映画「ニュルンベルク裁判~人民の裁き」
1946年ソ連
監督:ロマン・カルメン
もはや「冷戦」というものは既に実感として理解されていないような気がする。…と書き始めたものの、自分だってものごころついた頃はデタントの時代で、リアルタイムで「冷戦」を体験なんかしちゃいなかった(爆)。
それでも、冷戦の強烈な記憶から、デタントとはいってもそれは表面的なことで、裏では…と理解されていたのだろう。
その雰囲気を伝えるのがこの記録映画。チャーチルの「鉄のカーテン」発言と同じ年に公開されている。その意味での歴史の証人であり、「ニュルンベルク裁判」のドキュメンタリーとして見るのはちと辛い。もちろん、貴重な映像なのではあるが。

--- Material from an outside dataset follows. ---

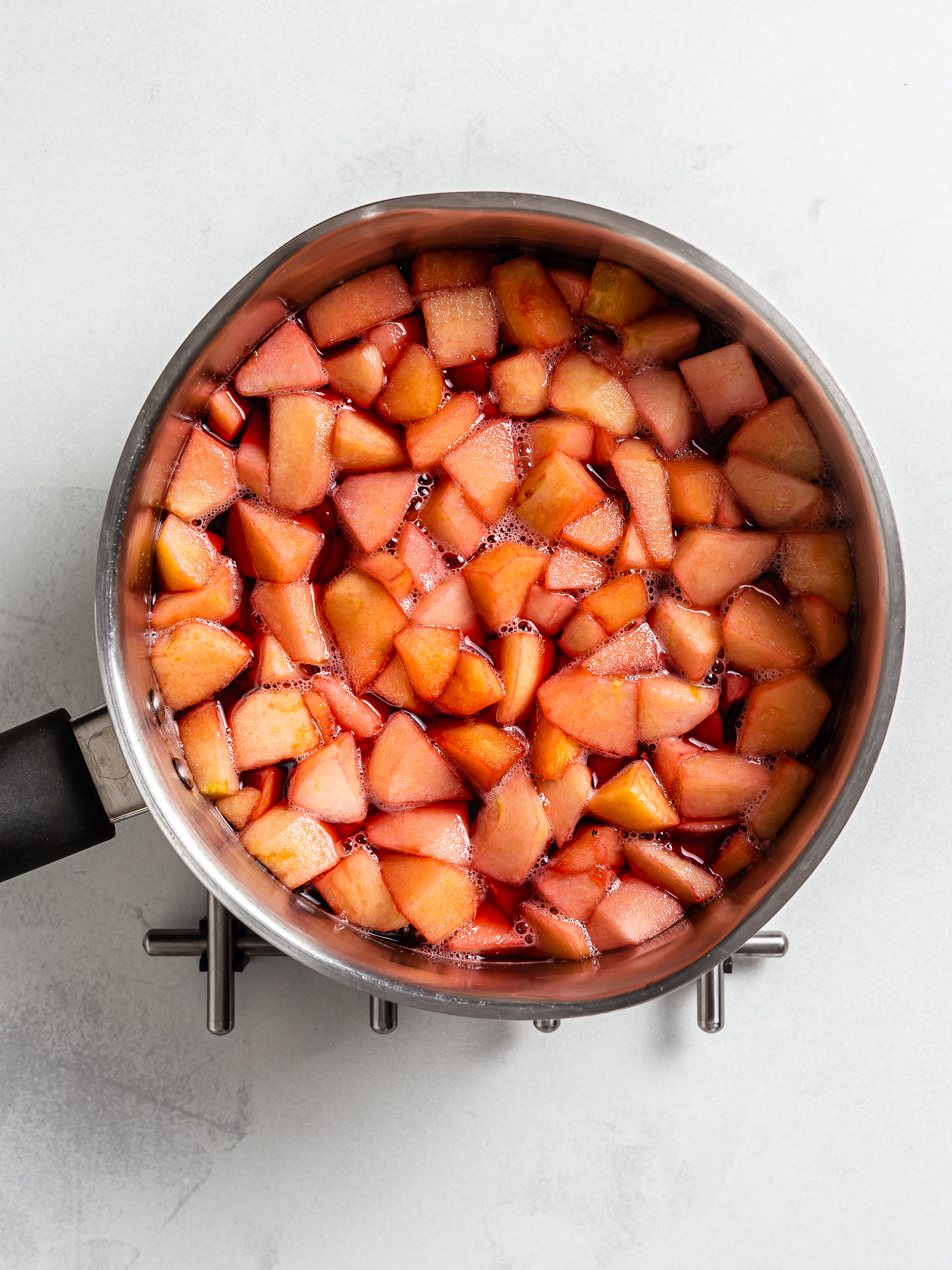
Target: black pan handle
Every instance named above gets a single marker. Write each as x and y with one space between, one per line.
64 783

そういう時代背景があるので仕方ないとはいうものの、相手を口汚く罵るのって本当に見苦しいものだ。のちのち全部自分に跳ね返ってくるっていうのをはからずも描き出している。なんか、今後ネット上で「炎上」を見るたびに思い出しそうな映画だなぁ。自分がそんな風にならないように気をつけねば。
ロシア語は、世界の中でも罵り言葉の豊富な言葉だとか聞いたことがあるが、なるほどなー、と。でも、ここに出てくる豊潤な罵詈雑言の数々、覚えたところで使いどころがないよ(笑)。そういういうたらあかん系の言葉ほど覚えようとしないでも覚えてしまうから、困ってしまう(笑)。
なお、副題の「人民の裁き(人民裁判)」が原題。「夜よ、こんにちは」でモロに死刑判決を下したのがまさに人民裁判だろう。そういうアレです。
それにしても、こういうところにむやみに「タタールのくびき」を引き合いに出すから、内容をよく検討しないでイメージだけが悪くなるんだろうなぁ(笑)。